New research has revealed that most retirees do not spend as much as has been thought in retirement, and that this does not vary as much as expected regarding income levels — apart from the lowest income households. The study also suggests that policy proposals regarding superannuation tax concessions may miss the mark as far as influencing the ability of retirees to fund their lifestyles.
Commissioned by the Australian Institute of Superannuation Trustees (AIST), the Expenditure patterns in retirement report was developed by Monash Business School’s Australian Centre of Financial Studies using 12 years of data (from 2002 to 2014) from Household, Income and Labour Dynamics in Australia (HILDA) surveys. Scroll down to the end of this article to download the full report.

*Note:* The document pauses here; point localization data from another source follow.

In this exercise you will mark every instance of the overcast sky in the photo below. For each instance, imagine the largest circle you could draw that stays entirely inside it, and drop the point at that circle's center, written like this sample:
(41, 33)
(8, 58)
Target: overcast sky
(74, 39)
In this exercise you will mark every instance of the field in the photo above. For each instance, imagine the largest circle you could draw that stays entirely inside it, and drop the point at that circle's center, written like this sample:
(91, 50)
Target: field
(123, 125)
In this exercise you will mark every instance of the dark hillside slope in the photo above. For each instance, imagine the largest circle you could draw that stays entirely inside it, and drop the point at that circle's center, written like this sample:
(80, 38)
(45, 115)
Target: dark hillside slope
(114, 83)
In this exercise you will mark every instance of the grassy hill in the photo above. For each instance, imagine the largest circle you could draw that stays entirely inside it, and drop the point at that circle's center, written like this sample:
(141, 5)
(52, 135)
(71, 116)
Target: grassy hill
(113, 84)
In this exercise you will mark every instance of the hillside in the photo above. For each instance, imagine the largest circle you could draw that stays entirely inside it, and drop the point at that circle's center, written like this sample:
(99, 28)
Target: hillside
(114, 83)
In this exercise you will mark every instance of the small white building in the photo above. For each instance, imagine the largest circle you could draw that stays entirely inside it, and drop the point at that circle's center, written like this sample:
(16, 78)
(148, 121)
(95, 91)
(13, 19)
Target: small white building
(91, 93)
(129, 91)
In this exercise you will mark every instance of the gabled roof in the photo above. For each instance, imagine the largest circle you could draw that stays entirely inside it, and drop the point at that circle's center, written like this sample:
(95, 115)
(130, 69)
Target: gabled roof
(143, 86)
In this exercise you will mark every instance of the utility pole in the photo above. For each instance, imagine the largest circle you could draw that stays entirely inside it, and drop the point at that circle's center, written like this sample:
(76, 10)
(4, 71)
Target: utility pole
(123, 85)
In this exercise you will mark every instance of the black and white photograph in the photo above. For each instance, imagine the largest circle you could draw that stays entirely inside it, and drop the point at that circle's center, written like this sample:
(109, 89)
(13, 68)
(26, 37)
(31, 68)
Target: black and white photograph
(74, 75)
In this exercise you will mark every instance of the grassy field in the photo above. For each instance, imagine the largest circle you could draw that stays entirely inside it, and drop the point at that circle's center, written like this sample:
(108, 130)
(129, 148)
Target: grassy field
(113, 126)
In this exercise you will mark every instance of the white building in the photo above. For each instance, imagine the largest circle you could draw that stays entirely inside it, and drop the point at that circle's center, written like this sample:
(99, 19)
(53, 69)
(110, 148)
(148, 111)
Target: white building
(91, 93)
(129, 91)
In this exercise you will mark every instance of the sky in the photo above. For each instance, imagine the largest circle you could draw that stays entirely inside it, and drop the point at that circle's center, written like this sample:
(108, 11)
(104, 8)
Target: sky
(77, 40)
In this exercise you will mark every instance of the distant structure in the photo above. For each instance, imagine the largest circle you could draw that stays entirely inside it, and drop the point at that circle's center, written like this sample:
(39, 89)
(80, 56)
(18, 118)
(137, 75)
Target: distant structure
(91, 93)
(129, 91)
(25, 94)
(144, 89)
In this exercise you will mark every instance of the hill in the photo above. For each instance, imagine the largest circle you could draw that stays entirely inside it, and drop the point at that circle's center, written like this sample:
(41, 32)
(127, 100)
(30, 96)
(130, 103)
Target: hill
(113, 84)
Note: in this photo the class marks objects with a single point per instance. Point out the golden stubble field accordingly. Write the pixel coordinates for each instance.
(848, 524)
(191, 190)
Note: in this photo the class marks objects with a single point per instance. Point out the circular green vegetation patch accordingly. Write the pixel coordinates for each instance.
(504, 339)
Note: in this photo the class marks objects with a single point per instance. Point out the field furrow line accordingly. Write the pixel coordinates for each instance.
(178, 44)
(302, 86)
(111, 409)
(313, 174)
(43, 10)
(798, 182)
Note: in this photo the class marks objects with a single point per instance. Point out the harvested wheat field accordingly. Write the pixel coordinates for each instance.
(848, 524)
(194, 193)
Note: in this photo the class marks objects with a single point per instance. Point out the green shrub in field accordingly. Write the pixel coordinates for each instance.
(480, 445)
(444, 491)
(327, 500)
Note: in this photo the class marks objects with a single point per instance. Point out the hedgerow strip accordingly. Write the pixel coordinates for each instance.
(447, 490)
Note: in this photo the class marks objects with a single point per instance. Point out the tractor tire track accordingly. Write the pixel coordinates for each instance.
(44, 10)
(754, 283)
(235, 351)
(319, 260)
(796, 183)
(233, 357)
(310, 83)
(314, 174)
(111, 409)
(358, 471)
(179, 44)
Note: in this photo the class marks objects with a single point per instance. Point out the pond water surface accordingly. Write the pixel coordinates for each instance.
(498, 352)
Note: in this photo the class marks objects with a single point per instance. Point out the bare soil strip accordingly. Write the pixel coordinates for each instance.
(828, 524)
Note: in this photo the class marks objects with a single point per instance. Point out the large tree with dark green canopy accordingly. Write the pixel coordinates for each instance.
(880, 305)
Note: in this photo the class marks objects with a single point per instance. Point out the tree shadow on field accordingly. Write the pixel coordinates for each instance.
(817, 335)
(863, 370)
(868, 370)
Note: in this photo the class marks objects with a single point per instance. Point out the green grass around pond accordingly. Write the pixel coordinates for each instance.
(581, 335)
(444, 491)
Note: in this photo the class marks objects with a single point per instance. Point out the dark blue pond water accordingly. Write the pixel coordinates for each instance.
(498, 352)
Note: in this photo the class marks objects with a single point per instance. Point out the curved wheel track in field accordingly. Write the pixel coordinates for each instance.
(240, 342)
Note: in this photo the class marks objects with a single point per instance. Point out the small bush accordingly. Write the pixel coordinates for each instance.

It suggested 80% of the 9,500 retiree households surveyed only spent up to the level considered to provide a “basic” annual living standard in retirement – couples spent $43,226 a year on average while singles spent $23,797.

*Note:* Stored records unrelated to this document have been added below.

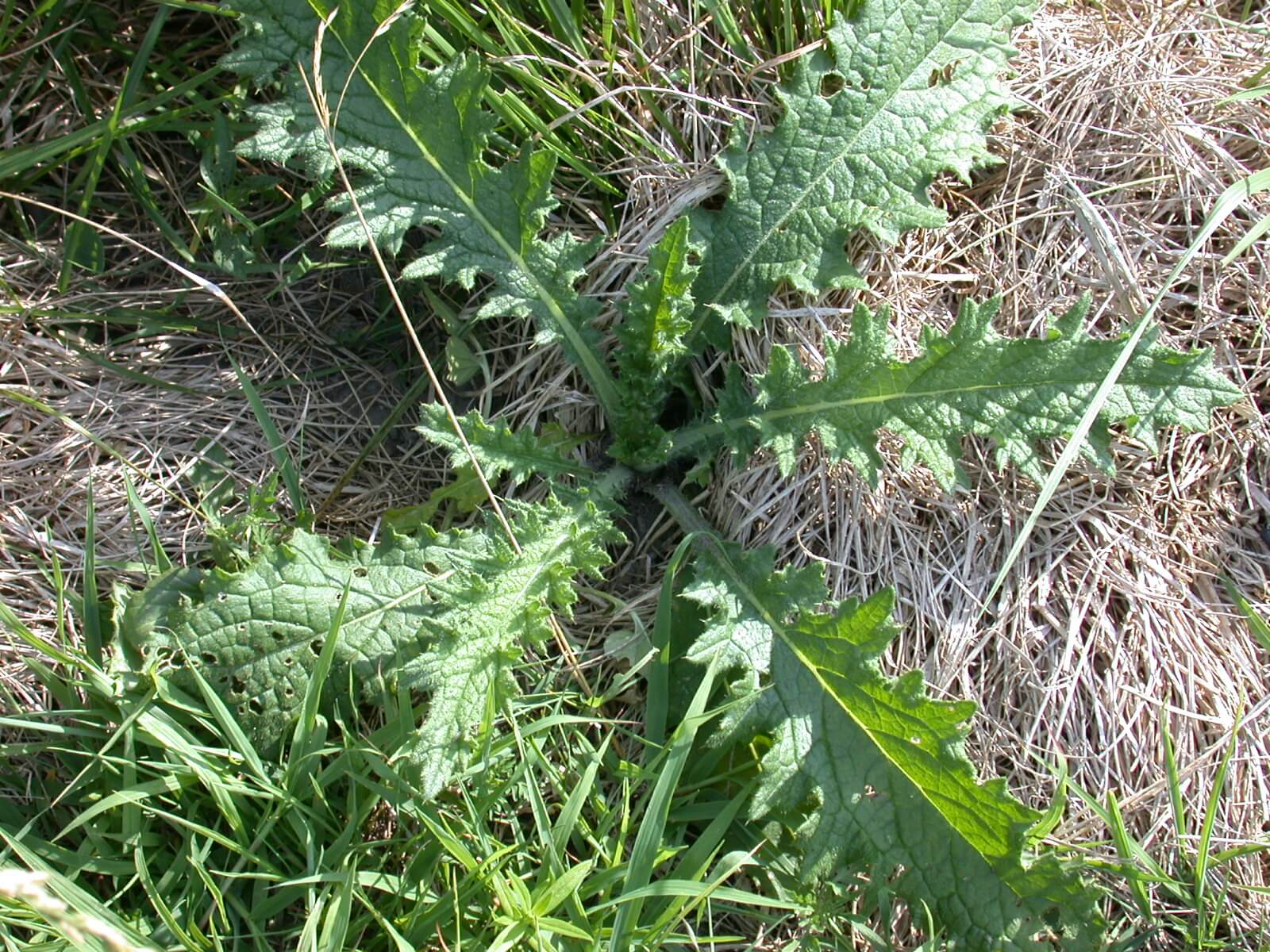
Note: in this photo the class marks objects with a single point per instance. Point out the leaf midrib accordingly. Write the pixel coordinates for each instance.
(592, 367)
(816, 181)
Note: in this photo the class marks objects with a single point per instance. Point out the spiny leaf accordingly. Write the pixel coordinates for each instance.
(499, 450)
(869, 772)
(441, 613)
(656, 317)
(417, 139)
(971, 381)
(905, 92)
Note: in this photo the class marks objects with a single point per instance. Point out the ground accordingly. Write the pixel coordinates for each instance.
(1111, 622)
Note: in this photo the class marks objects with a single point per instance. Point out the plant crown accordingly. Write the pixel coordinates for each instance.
(863, 772)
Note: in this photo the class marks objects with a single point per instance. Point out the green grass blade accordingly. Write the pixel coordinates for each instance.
(277, 446)
(652, 828)
(1257, 625)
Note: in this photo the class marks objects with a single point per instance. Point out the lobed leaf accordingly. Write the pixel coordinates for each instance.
(656, 317)
(441, 613)
(969, 381)
(499, 450)
(868, 772)
(417, 141)
(903, 92)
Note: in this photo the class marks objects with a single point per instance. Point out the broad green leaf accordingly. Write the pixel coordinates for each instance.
(499, 450)
(441, 613)
(656, 317)
(417, 140)
(869, 774)
(903, 92)
(969, 381)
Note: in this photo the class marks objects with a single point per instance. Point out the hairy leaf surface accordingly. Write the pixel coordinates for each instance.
(656, 317)
(869, 772)
(442, 613)
(417, 139)
(497, 447)
(905, 92)
(969, 381)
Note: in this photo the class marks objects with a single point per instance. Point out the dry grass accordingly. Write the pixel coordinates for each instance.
(1113, 613)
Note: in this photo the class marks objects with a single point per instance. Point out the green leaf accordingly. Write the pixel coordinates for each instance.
(499, 450)
(868, 772)
(905, 92)
(656, 317)
(417, 141)
(971, 381)
(441, 613)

The retirement living standard referred to is based on the Association of Superannuation Funds of Australia’s (ASFA) “retirement standard”, although AIST says its study “does not represent a re-examination or critique of the ASFA standard, which has a different methodology and remains a useful benchmark”.
One of AIST’s concerns, which formed part of its drive to commission the study, was that “there has been little research into the real experiences of Australian retirees, with superannuation outcomes largely measured against budget standards”. It says learning more about retirees’ actual expenditure in retirement would help the government and super industry come to evidence-based decisions about adequacy and super policy.
It concludes, for example, that more still needed to be done to increase the equitability of the system, with the research showing that 15% 0f retirees were renters, and 8% were beginning their retirement with a home loan still to pay off.
There were also significant regional variations in expenditure levels for retirees across Australia, with those in Sydney recording the highest average household expenditure of around $44,000, compared to around $34,000 for those living in Melbourne and $25,000 for those in Tasmania.
The research also broke down the average household expenditure as a percentage by item, as shown in the graph below (2014 figures).
Other key findings of the research include:
- the highest earning households save a significant proportion of their income; for most other households expenditure and income levels are similar, the exception being very low income households which appear to be spending more than their income
- 15% of all retirees are renters; 8% still have a mortgage to pay off
- housing costs are significant for the minority of retirees who do not own their homes
- self-funded retirees enjoy a significantly higher standard of living than those relying solely on the Age Pension
- overall, this is the wealthiest retired generation ever in Australian history, with household wealth and income continuing to increase with each successive HILDA survey. Further, today’s retirees are spending more than earlier cohorts at a similar age
- contrary to findings commonly cited in research, HILDA households do not show a decline in expenditure through the course of retirement
- while there is significant income disparity within the HILDA population, the level of household expenditure varies more according to geographic location than it does by level of income. Retirees in NSW spend the most, with retirees in SA and Tasmania spending the least
- superannuation has been the fastest growing source of retiree household wealth
- wages and super contribute significant income in the early stages of retirement
- the key expense for retirees over 65 is groceries and meals eaten out.
The report recommends that future HILDA surveys include more research on household goods and services, leisure activities and aged care costs.